Preface

“You’ll be hearing from my lawyer!”

Unfortunately, this is a phrase that all too many of us get to hear in our lives. In many sectors, including academia, it has become the “trump card” in how students and faculty think they can get a dispute resolved their way: threaten to get “the lawyers” involved, and people cave.

If you practice the healing arts and teach others who will do the same, your objective is to care for patients and teach students to do so; but you will not always be able to help individuals as much as you (or they) will like, and sometimes there will be an adverse result. In academia, there will be disputes—about agreements allegedly made, quality of services rendered, costs incurred, attitudes expressed. With our society becoming increasingly diverse, the opportunities for misunderstanding—and causing offense—are expanding rapidly.

The law is the framework that allows each of us to deal with others in a predictable way.1 For centuries, the courts have been where disputes were resolved. Our modern legal practices date back over eight centuries to England in 1215 and the Magna Carta—a reform imposed upon the king by the populace, which, among many other things, guaranteed that disputes between the people would be decided by the people themselves in their own community, in public. This system of justice—trial by jury—remains the dominant feature of American law, but it is no longer the primary way that disputes are resolved. In most cases and for most people, lawyers and courts are too formal, too slow, and too expensive. But they are always there, waiting for when other methods fail.

The first chapter discusses rights and claims, the different ways they get resolved, and the process that dispute resolution typically takes. The next chapters provide a quick overview of the legal principles and specific laws that all nursing faculty need to know and provide some instruction on how to read “a case.” Then the role of university counsel is addressed. The remaining chapters analyze academic nursing cases in order to provide the reader with legal background, prevention tips, and resources to navigate common and not-so-common legal issues in nursing education. Society has become increasingly litigious. This book will serve as a resource to aspiring nursing faculty, current faculty, and academic administrators on how to manage legal issues encountered in their daily professional lives.

This book, Legal and Ethical Issues in Nursing Education: An Essential Guide was conceptualized based on a previous book which bears a similar name, Legal Issues Confronting Today’s Nursing Faculty: A Case-Study Approach. This text provides aspiring nursing faculty, current faculty, and academic administrators with practical advice on how to deal with the vast array of legal issues that arise in nursing education. These issues are rarely addressed in the literature, and faculty often struggle with how to solve some of the legal issues they confront daily in the classroom and clinical environment. This book assists faculty in making real-life decisions about academic issues such as harassment, discrimination, academic dishonesty, and conflict of interest, with the legal bases in mind. The two nursing faculty authors, Drs. Mary Ellen Smith Glasgow and H. Michael Dreher, have extensive backgrounds in academic nursing administration (as Chair, Associate Dean, Dean, and Associate Provost); management of large, complex nursing programs; and expertise in the faculty role. The university attorney author, John Gyllenhammer, has served as chief attorney responsible for all legal matters affecting a College of Medicine, College of Nursing and Health Professions, and a School of Public Health at a large, private university for 20 years. The authors offer their knowledgeable perspectives on how to address simple and complex nursing academic legal issues based on their collective experience. A unique feature of this book is Section II: The Ethics Dimension of Legal and Ethical Issues in Nursing Education, written by philosopher and ethicist, Michael D. Dahnke. Dr. Dahnke provides an ethical perspective to each legal case study presented throughout the book.

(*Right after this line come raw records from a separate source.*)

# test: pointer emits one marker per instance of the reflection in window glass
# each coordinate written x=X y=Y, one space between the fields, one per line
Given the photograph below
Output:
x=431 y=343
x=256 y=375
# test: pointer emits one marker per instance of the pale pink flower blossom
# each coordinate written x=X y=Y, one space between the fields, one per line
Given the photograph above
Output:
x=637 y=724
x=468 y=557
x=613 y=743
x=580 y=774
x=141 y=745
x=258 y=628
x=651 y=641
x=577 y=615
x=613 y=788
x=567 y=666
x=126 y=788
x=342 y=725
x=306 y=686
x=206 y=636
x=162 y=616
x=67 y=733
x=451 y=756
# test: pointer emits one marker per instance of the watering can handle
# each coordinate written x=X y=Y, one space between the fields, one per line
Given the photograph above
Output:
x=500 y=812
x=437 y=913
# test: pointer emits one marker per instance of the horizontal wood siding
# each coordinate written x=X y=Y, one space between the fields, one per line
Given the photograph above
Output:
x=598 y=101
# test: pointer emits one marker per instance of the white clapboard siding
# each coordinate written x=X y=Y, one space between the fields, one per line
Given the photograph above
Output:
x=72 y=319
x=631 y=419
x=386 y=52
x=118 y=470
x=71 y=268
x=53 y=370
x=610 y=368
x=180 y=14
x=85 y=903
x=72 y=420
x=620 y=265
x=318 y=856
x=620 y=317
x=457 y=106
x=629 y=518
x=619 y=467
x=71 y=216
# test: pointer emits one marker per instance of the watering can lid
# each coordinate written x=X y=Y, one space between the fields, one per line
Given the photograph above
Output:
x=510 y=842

Whether you are a new or seasoned nursing professor/academic, nursing administrator, or graduate student taking a master’s or doctoral nursing program in legal issues in nursing education course, we believe this text can serve as an important guide for your career. The nursing education environment today is complex and challenging. Navigating the legal issues that every faculty member will at some point face (regardless of role) requires, at minimum, some familiarity with critical higher education legal issues and their management, in addition to attention to the ethical considerations.

MEG HMD MDD JRG

1 Everybody knows the famous quote from Shakespeare’s Hamlet: “The first thing we do, we kill all the lawyers.” While this is commonly thought to be a slam against attorneys, it is in fact an accolade. The persons discussing this strategy were intent on causing social chaos. They knew that, in the absence of law and those who “guarded” it, they could better achieve their ends.